Androgens have been described to be involved in follicle recruitment and promotion of follicle growth10,11. The major circulating androgens in women include dehydroepiandrosterone sulfate (DHEA-S), dehydroepiandrosterone (DHEA), androstenedione, testosterone (T) and dihydrotestosterone (DHT). T and DHT, which are generated equally from the ovary and adrenals, are the only bioactive androgens that directly bind to the androgen receptor (AR)12. Similar to AMH, the action of T primarily occurs during the early stages of folliculogenesis because AR is the most abundant in the GCs of small follicles13. Peak serum T levels are achieved in early adulthood and show a decline with age as AMH14. Furthermore, studies have revealed that T supplementation may have a positive effect on antral follicle count (AFC) in poor ovarian responders (PORs)15,16 and T suppression by oral contraceptives might decrease the number of antral follicles and even serum AMH levels in polycystic ovary syndrome (PCOS) patients17,18.
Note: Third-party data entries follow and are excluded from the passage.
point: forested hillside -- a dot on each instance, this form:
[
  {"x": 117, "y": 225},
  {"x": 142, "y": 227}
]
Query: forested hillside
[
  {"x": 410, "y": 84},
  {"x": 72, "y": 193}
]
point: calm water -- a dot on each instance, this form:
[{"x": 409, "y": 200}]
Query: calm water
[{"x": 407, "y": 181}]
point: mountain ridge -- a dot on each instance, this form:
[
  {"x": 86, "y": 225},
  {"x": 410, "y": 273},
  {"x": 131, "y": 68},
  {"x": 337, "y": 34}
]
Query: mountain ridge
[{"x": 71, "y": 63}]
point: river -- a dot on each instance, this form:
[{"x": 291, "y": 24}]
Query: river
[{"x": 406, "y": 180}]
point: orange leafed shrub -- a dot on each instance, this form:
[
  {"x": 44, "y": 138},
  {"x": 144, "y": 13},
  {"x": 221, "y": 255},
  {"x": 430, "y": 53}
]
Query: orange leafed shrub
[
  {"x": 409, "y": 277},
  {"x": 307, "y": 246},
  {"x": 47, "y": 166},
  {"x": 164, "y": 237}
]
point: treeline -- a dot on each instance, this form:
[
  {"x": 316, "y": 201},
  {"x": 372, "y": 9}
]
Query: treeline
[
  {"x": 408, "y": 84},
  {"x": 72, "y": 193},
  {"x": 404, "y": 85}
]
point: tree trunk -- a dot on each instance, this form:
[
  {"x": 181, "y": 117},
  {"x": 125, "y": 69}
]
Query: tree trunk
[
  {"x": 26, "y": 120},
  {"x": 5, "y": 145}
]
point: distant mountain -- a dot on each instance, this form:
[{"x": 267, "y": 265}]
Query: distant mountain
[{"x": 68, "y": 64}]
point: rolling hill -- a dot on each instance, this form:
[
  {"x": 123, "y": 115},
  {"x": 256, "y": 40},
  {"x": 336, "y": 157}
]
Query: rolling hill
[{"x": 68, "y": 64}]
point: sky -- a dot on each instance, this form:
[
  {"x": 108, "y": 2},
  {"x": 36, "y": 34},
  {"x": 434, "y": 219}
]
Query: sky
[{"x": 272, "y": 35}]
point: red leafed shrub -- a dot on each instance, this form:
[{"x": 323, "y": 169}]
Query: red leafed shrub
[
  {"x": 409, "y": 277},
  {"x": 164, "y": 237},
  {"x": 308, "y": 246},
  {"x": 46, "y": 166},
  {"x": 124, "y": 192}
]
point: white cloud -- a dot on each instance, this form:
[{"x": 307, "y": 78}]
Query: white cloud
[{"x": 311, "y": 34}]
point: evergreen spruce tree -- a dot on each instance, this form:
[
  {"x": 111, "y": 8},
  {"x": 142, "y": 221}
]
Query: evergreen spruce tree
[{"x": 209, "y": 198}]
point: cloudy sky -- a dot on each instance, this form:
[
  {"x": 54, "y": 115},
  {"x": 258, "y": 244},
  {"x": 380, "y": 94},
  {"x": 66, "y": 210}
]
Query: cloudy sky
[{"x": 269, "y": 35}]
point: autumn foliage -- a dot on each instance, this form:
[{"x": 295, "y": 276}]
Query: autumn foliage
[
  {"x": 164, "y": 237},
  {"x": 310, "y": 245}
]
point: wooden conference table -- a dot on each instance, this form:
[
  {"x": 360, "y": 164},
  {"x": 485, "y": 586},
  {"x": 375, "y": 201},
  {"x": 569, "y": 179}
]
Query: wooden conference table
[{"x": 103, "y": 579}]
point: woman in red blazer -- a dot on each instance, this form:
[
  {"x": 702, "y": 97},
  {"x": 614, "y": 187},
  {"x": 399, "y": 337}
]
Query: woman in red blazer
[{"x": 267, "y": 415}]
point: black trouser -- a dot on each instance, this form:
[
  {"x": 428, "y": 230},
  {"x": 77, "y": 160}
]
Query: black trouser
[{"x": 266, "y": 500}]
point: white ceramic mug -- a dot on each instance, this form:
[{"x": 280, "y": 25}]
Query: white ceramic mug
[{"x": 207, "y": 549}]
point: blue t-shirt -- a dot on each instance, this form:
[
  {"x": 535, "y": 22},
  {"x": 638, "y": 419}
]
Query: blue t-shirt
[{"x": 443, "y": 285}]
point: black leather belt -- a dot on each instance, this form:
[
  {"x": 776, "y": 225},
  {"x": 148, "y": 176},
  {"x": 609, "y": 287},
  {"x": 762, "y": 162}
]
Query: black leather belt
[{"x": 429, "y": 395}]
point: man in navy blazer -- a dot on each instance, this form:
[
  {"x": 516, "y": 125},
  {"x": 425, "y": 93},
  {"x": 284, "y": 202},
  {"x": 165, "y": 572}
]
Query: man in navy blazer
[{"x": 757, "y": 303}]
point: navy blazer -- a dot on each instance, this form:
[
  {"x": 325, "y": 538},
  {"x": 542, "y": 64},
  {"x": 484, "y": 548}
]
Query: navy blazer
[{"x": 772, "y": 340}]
Based on the abovementioned findings, we hypothesized that serum levels of T had a positive association with serum AMH levels. However, few large-scale studies have examined the relationship between serum T and AMH levels. Therefore, we conducted a large cross-sectional study in infertile women to clarify the association between serum T and AMH concentrations.
Results
The characteristics of the 1935 infertile women included in the study are shown in Table 1. The average age was 35.1 ± 4.7 years (range 21–46 years); the average body mass index (BMI) was 22.4 ± 3.8 kg/m2 (range 14.7–40.8 kg/m2). The mean serum T level was 0.33 ± 0.35 ng/mL (range 0.05–4.81 ng/mL) and the mean serum AMH level was 3.6 ± 2.8 ng/mL (range 0.03–22.08 ng/mL). Infertility causes included tubal factor (12.1%), male factor (11.6%), diminished ovarian reserve (13.0%), PCOS (9.6%), endometriosis (13.8%), uterine factor (8.0%), multiple factors (21.7%) and unexplained infertility (10.1%). In the group of women < 35 years (n = 887), the mean serum T level was 0.35 ± 0.31 ng/mL and the mean serum AMH level was 4.7 ± 3.1 ng/mL. In women ≥ 35 years (n = 1048), the average serum T level was 0.31 ± 0.38 ng/mL, and the average serum AMH level was 2.6 ± 2.0 ng/mL.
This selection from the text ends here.